Here in the Post, for instance, you have Floyd Abrams, Miller’s one-time and maybe still lawyer, coming pretty close to calling Miller a liar, twice.

Look at this passage closely …

According to the Times story, one of Miller’s lawyers, Floyd Abrams, was authorized in the summer of 2004 to talk to Libby’s lawyer, Joseph A. Tate, about whether Libby, who had signed a paper waiver, “really wanted her to testify.” The story said that “Tate had said she was free to testify,” but Abrams added that “Tate also passed along some information about Mr. Libby’s grand jury testimony: that he had not told Ms. Miller the name or undercover status of Mr. Wilson’s wife.”

With that information, the Times said, Miller concluded that Libby was sending her a message that he did not want her to testify. The newspaper added that “Mr. Tate called Ms. Miller’s interpretation ‘outrageous.’ ”

Yesterday, Bennett would not say that Tate was trying to steer Miller’s testimony, but that he thought it “complicated things” and that “Judy felt she did not have the clear personal waiver she needed.”

In an interview yesterday, Abrams declined to endorse Miller’s account that Libby did not want her to testify unless she was going to exonerate him. “That’s Judy’s interpretation,” Abrams said. Tate “certainly asked me what Judy would say, but that’s an entirely proper question.”

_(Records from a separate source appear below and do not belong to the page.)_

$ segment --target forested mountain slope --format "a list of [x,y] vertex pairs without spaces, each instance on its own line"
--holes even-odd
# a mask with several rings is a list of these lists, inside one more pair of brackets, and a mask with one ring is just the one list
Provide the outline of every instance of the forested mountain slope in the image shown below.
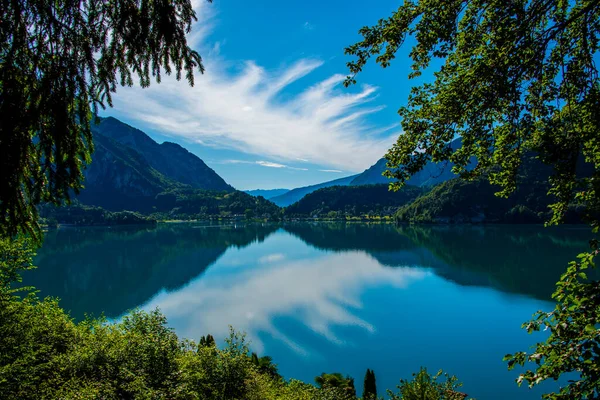
[[[452,141],[451,146],[452,148],[457,148],[460,147],[461,144],[462,141],[460,138],[458,138]],[[452,173],[452,166],[452,163],[435,164],[430,162],[425,165],[425,168],[423,168],[422,171],[416,173],[412,178],[410,178],[407,183],[412,186],[430,187],[438,183],[445,182],[448,179],[456,177],[456,175]],[[391,180],[382,175],[386,169],[386,160],[381,158],[371,167],[367,168],[358,175],[293,189],[284,195],[273,197],[270,200],[280,207],[287,207],[299,201],[309,193],[327,187],[388,184],[391,182]]]
[[417,198],[423,191],[405,186],[397,192],[388,185],[332,186],[306,195],[285,209],[290,217],[343,217],[393,215],[398,207]]
[[[576,169],[580,176],[591,173],[590,165],[582,158]],[[499,188],[492,186],[485,176],[471,182],[451,179],[400,208],[397,219],[426,223],[542,223],[551,215],[548,205],[555,201],[548,194],[549,174],[549,167],[529,154],[519,170],[517,189],[508,198],[496,196]],[[581,210],[577,206],[571,207],[566,222],[581,222]]]

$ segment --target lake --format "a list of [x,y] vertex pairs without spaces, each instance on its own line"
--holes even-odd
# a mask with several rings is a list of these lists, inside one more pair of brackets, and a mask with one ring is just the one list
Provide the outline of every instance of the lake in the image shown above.
[[361,223],[62,228],[24,276],[76,319],[160,308],[180,337],[229,325],[285,377],[341,372],[380,394],[420,366],[478,399],[536,399],[502,357],[543,333],[520,328],[550,295],[585,228]]

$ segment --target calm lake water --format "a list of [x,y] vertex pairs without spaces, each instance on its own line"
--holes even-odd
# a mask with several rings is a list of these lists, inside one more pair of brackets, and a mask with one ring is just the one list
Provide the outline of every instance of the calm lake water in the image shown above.
[[24,277],[73,317],[159,307],[182,336],[232,325],[286,377],[342,372],[378,390],[420,366],[478,399],[535,399],[502,357],[544,339],[520,326],[587,249],[584,228],[163,224],[46,235]]

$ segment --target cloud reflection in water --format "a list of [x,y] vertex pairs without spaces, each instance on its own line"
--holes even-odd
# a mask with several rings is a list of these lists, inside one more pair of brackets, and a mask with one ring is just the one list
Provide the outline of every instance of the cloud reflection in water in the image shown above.
[[[244,249],[238,250],[242,256]],[[308,355],[300,338],[289,338],[274,325],[277,317],[298,320],[332,343],[344,345],[334,326],[375,328],[356,315],[362,308],[361,294],[368,288],[391,285],[402,288],[428,272],[411,267],[389,268],[359,252],[318,253],[315,257],[288,260],[267,252],[234,272],[219,261],[209,273],[177,292],[161,292],[143,308],[159,307],[169,324],[183,337],[198,339],[211,333],[221,340],[232,325],[244,331],[252,349],[264,352],[259,333]]]

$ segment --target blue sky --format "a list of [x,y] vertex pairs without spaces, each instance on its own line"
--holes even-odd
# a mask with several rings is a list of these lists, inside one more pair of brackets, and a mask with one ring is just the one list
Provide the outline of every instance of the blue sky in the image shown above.
[[158,142],[186,147],[234,187],[293,188],[352,175],[400,134],[408,48],[344,88],[344,48],[398,1],[194,0],[192,46],[206,73],[119,88],[112,115]]

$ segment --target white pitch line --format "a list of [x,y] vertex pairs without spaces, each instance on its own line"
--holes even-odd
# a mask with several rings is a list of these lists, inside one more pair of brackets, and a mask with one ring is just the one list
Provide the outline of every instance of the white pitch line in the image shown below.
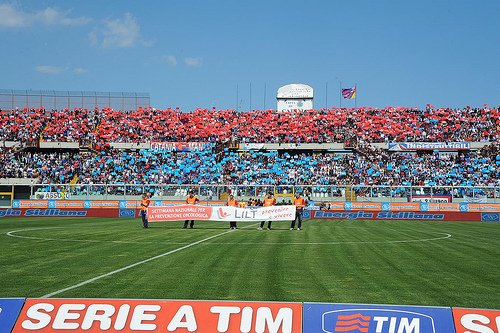
[[243,245],[341,245],[341,244],[388,244],[388,243],[415,243],[415,242],[430,242],[430,241],[436,241],[436,240],[441,240],[441,239],[448,239],[451,238],[452,236],[447,233],[442,233],[443,237],[436,237],[436,238],[422,238],[422,239],[407,239],[407,240],[386,240],[386,241],[348,241],[348,242],[290,242],[290,243],[266,243],[266,242],[259,242],[259,243],[249,243],[249,242],[234,242],[234,243],[219,243],[219,242],[213,242],[213,243],[207,243],[205,245],[230,245],[230,244],[243,244]]
[[[249,226],[249,227],[250,227],[250,226]],[[175,249],[175,250],[172,250],[172,251],[168,251],[168,252],[165,252],[165,253],[159,254],[159,255],[157,255],[157,256],[154,256],[154,257],[151,257],[151,258],[145,259],[145,260],[138,261],[138,262],[133,263],[133,264],[131,264],[131,265],[128,265],[128,266],[125,266],[125,267],[122,267],[122,268],[116,269],[116,270],[114,270],[114,271],[112,271],[112,272],[109,272],[109,273],[106,273],[106,274],[102,274],[102,275],[96,276],[96,277],[94,277],[94,278],[92,278],[92,279],[88,279],[88,280],[86,280],[86,281],[83,281],[83,282],[77,283],[77,284],[75,284],[75,285],[72,285],[72,286],[66,287],[66,288],[64,288],[64,289],[60,289],[60,290],[57,290],[57,291],[51,292],[51,293],[49,293],[49,294],[47,294],[47,295],[43,295],[43,296],[42,296],[42,298],[49,298],[49,297],[52,297],[52,296],[55,296],[55,295],[61,294],[61,293],[65,292],[65,291],[68,291],[68,290],[72,290],[72,289],[76,289],[76,288],[82,287],[82,286],[84,286],[84,285],[86,285],[86,284],[89,284],[89,283],[95,282],[95,281],[100,280],[100,279],[102,279],[102,278],[105,278],[105,277],[108,277],[108,276],[114,275],[114,274],[116,274],[116,273],[123,272],[123,271],[125,271],[125,270],[127,270],[127,269],[134,268],[134,267],[136,267],[136,266],[139,266],[139,265],[145,264],[145,263],[147,263],[147,262],[150,262],[150,261],[153,261],[153,260],[156,260],[156,259],[159,259],[159,258],[162,258],[162,257],[168,256],[168,255],[170,255],[170,254],[173,254],[173,253],[176,253],[176,252],[179,252],[179,251],[185,250],[185,249],[190,248],[190,247],[192,247],[192,246],[198,245],[198,244],[200,244],[200,243],[206,242],[206,241],[211,240],[211,239],[214,239],[214,238],[216,238],[216,237],[220,237],[220,236],[226,235],[226,234],[231,233],[231,232],[233,232],[233,231],[234,231],[234,230],[224,231],[224,232],[222,232],[222,233],[220,233],[220,234],[217,234],[217,235],[214,235],[214,236],[210,236],[210,237],[204,238],[204,239],[199,240],[199,241],[196,241],[196,242],[194,242],[194,243],[190,243],[190,244],[188,244],[188,245],[182,246],[182,247],[180,247],[180,248],[178,248],[178,249]]]
[[[243,228],[248,228],[245,226]],[[30,228],[13,230],[6,233],[7,236],[22,238],[22,239],[32,239],[32,240],[44,240],[44,241],[57,241],[57,242],[82,242],[82,243],[118,243],[118,244],[156,244],[158,242],[140,242],[140,241],[116,241],[116,240],[93,240],[93,239],[73,239],[73,238],[45,238],[45,237],[33,237],[33,236],[21,236],[15,233],[23,231],[33,231],[33,230],[46,230],[46,229],[61,229],[63,227],[50,227],[50,228]],[[230,230],[229,230],[230,232]],[[420,238],[420,239],[407,239],[407,240],[384,240],[384,241],[340,241],[340,242],[210,242],[205,245],[231,245],[231,244],[242,244],[242,245],[341,245],[341,244],[390,244],[390,243],[415,243],[415,242],[430,242],[442,239],[451,238],[452,235],[448,233],[444,234],[444,237],[435,238]],[[408,236],[408,234],[403,234]],[[163,245],[184,245],[190,244],[186,242],[163,242]]]
[[[155,242],[139,242],[139,241],[117,241],[117,240],[96,240],[96,239],[76,239],[76,238],[48,238],[48,237],[34,237],[34,236],[21,236],[17,235],[18,232],[23,231],[33,231],[33,230],[47,230],[47,229],[64,229],[64,227],[50,227],[50,228],[31,228],[31,229],[21,229],[12,230],[6,233],[7,236],[22,238],[22,239],[32,239],[32,240],[43,240],[43,241],[56,241],[56,242],[75,242],[75,243],[117,243],[117,244],[154,244]],[[165,243],[170,245],[183,245],[189,243]]]

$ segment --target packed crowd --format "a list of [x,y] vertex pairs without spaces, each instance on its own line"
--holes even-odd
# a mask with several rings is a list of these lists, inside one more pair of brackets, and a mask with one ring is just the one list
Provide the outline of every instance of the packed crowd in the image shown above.
[[368,142],[500,140],[500,108],[404,107],[308,111],[154,108],[0,111],[0,141]]
[[0,151],[0,178],[83,184],[500,186],[499,147],[457,155],[391,153],[367,145],[353,154],[240,154],[225,148],[12,155],[5,150]]

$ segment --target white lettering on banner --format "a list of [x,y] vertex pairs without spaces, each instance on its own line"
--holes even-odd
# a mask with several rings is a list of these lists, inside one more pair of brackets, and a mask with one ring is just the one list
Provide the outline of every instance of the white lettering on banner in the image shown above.
[[151,150],[154,151],[196,151],[210,146],[205,142],[151,142]]
[[[465,331],[463,333],[500,333],[500,316],[496,317],[496,332],[484,325],[490,324],[490,319],[481,314],[466,314],[460,319],[460,323],[463,327],[473,331]],[[462,332],[460,332],[462,333]]]
[[469,150],[469,142],[394,142],[388,144],[390,151],[405,151],[405,150]]
[[[397,317],[378,317],[374,316],[373,320],[377,322],[375,333],[420,333],[420,319],[413,318],[411,322],[408,318],[401,318],[398,324]],[[389,323],[388,327],[385,323]],[[387,330],[384,330],[387,328]],[[397,329],[397,330],[396,330]]]
[[94,322],[100,322],[100,330],[111,328],[111,316],[115,314],[115,307],[110,304],[91,304],[83,318],[82,330],[90,330]]
[[129,312],[130,312],[130,305],[122,304],[122,306],[120,306],[120,309],[118,310],[118,315],[116,316],[116,321],[114,326],[115,330],[121,331],[125,328]]
[[245,306],[241,311],[241,323],[240,323],[240,332],[241,333],[249,333],[252,329],[252,317],[253,317],[253,309],[249,306]]
[[40,330],[49,325],[52,318],[49,314],[43,313],[41,311],[52,312],[54,311],[54,305],[48,303],[39,303],[30,307],[26,312],[26,315],[28,316],[28,318],[34,319],[35,322],[31,320],[25,320],[21,325],[22,328],[34,331]]
[[271,309],[262,307],[257,310],[256,317],[256,333],[264,333],[266,331],[266,326],[269,329],[269,333],[278,333],[280,327],[282,333],[292,332],[293,311],[290,308],[279,309],[276,318],[273,320]]
[[156,329],[155,324],[144,324],[144,321],[153,321],[156,319],[156,315],[150,312],[158,312],[161,310],[159,305],[137,305],[134,309],[134,314],[132,315],[132,320],[130,321],[130,329],[132,330],[144,330],[144,331],[154,331]]
[[[55,330],[76,330],[80,327],[78,322],[71,320],[80,319],[81,314],[72,311],[85,310],[85,304],[62,304],[54,317],[52,328]],[[54,310],[54,305],[48,303],[40,303],[31,306],[26,315],[29,320],[22,323],[22,328],[26,330],[40,330],[49,326],[51,316],[48,314]],[[130,319],[131,330],[154,331],[155,324],[146,323],[156,320],[156,315],[147,312],[158,312],[161,310],[159,305],[137,305]],[[100,313],[102,312],[102,313]],[[127,318],[130,312],[130,305],[123,304],[120,306],[118,315],[115,319],[115,330],[123,330],[125,328]],[[112,325],[111,317],[115,313],[115,307],[110,304],[91,304],[87,308],[81,328],[89,330],[94,322],[100,322],[100,330],[109,330]]]
[[217,332],[227,332],[229,329],[229,320],[232,314],[240,313],[238,306],[212,306],[210,312],[219,314],[217,321]]
[[78,323],[68,323],[68,320],[80,318],[79,313],[71,311],[81,311],[85,309],[85,304],[63,304],[59,307],[52,328],[55,330],[74,330],[78,328]]
[[[177,309],[175,314],[169,312],[165,315],[167,307],[162,308],[160,304],[131,302],[113,304],[113,301],[105,303],[100,300],[97,303],[89,303],[88,300],[78,300],[77,303],[62,303],[58,306],[43,302],[32,304],[25,310],[25,317],[19,323],[21,328],[15,332],[59,330],[198,332],[201,330],[226,333],[238,331],[239,327],[241,333],[292,333],[300,324],[294,324],[293,307],[273,308],[235,304],[226,306],[215,303],[205,308],[206,312],[200,313],[196,304],[182,304],[175,308]],[[171,309],[169,307],[169,310]],[[211,316],[210,323],[207,323],[208,316]]]
[[[183,320],[183,318],[186,318]],[[179,308],[174,318],[167,326],[167,330],[175,332],[178,328],[185,328],[189,332],[194,332],[198,328],[196,324],[196,317],[194,316],[193,307],[190,305],[183,305]]]

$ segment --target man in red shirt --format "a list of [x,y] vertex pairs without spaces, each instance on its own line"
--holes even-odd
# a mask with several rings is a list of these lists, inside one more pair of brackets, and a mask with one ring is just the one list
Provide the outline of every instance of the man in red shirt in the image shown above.
[[[227,199],[226,206],[238,207],[238,201],[234,198],[234,195],[230,194]],[[229,222],[229,229],[238,229],[236,227],[236,221]]]
[[307,205],[307,200],[297,192],[295,193],[295,198],[293,198],[293,204],[295,205],[295,219],[292,221],[290,230],[295,228],[296,221],[299,221],[297,230],[302,230],[302,214],[304,213],[304,207]]
[[[264,199],[264,203],[263,203],[263,206],[264,207],[270,207],[270,206],[275,206],[276,205],[276,199],[274,198],[274,195],[273,195],[273,192],[269,192],[267,194],[267,197]],[[271,223],[273,221],[268,221],[267,222],[267,230],[271,230]],[[262,230],[264,228],[264,223],[266,223],[266,221],[262,221],[260,222],[260,227],[257,228],[258,230]]]
[[[189,192],[189,196],[186,198],[186,204],[188,204],[188,205],[196,205],[199,202],[200,202],[200,199],[198,199],[194,195],[194,191],[190,191]],[[184,221],[184,227],[183,227],[183,229],[187,228],[188,223],[189,223],[189,228],[193,229],[193,227],[194,227],[194,220],[185,220]]]

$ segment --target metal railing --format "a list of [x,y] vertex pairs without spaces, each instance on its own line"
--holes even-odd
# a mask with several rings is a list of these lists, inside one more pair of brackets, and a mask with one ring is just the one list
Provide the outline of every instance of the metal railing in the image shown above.
[[147,93],[0,89],[1,110],[41,107],[46,110],[64,108],[90,110],[96,107],[107,107],[130,111],[137,110],[140,106],[148,108],[150,104],[150,97]]
[[[16,187],[27,185],[13,185]],[[500,203],[500,187],[369,186],[369,185],[204,185],[204,184],[32,184],[31,199],[121,200],[149,192],[152,198],[179,200],[194,191],[202,200],[222,200],[228,193],[240,199],[264,197],[272,192],[289,200],[299,191],[312,201],[358,202],[471,202]],[[24,191],[25,193],[27,191]],[[59,193],[59,195],[58,195]],[[28,198],[26,198],[28,199]]]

Abrams also minimized Miller’s assertion that another source may have given her the name “Valerie Flame,” as she recorded it in the same notebook used for her first interview of Libby. Abrams said others may have mentioned Plame only “in passing. . . . The central and essentially only figure who had information was Libby.”

Remember, this isn’t just another player in the case. This is her lawyer. Nobody expects him to lie for her. But he doesn’t have to say anything.

I know using the word ‘lie’ here may seem overdone. And certainly Abrams is careful to phrase his words in such a way so as not to explicitly say she is being untruthful. But these are not minor points in her story that he is contradicting. They are close to the two most significant ones — first, just why she initially refused and then agreed to talk, and, second, whether there are other mystery sources out there who could be the source of Plame’s name.

On both points he is taking it upon himself to contradict her account publicly.

And one other point along these lines. In evaluating all that happened here, the Miller denouement, the actions of Times management and everything else, pay close attention to the never-quite-explained hand off of the case from Abrams to Bennett. I trust I won’t be shocking anyone too greatly if I say that the claim in the Times’ piece that Bennett’s representation began after he and Miller “bumped” into each other on Capitol Hill isn’t quite the whole truth.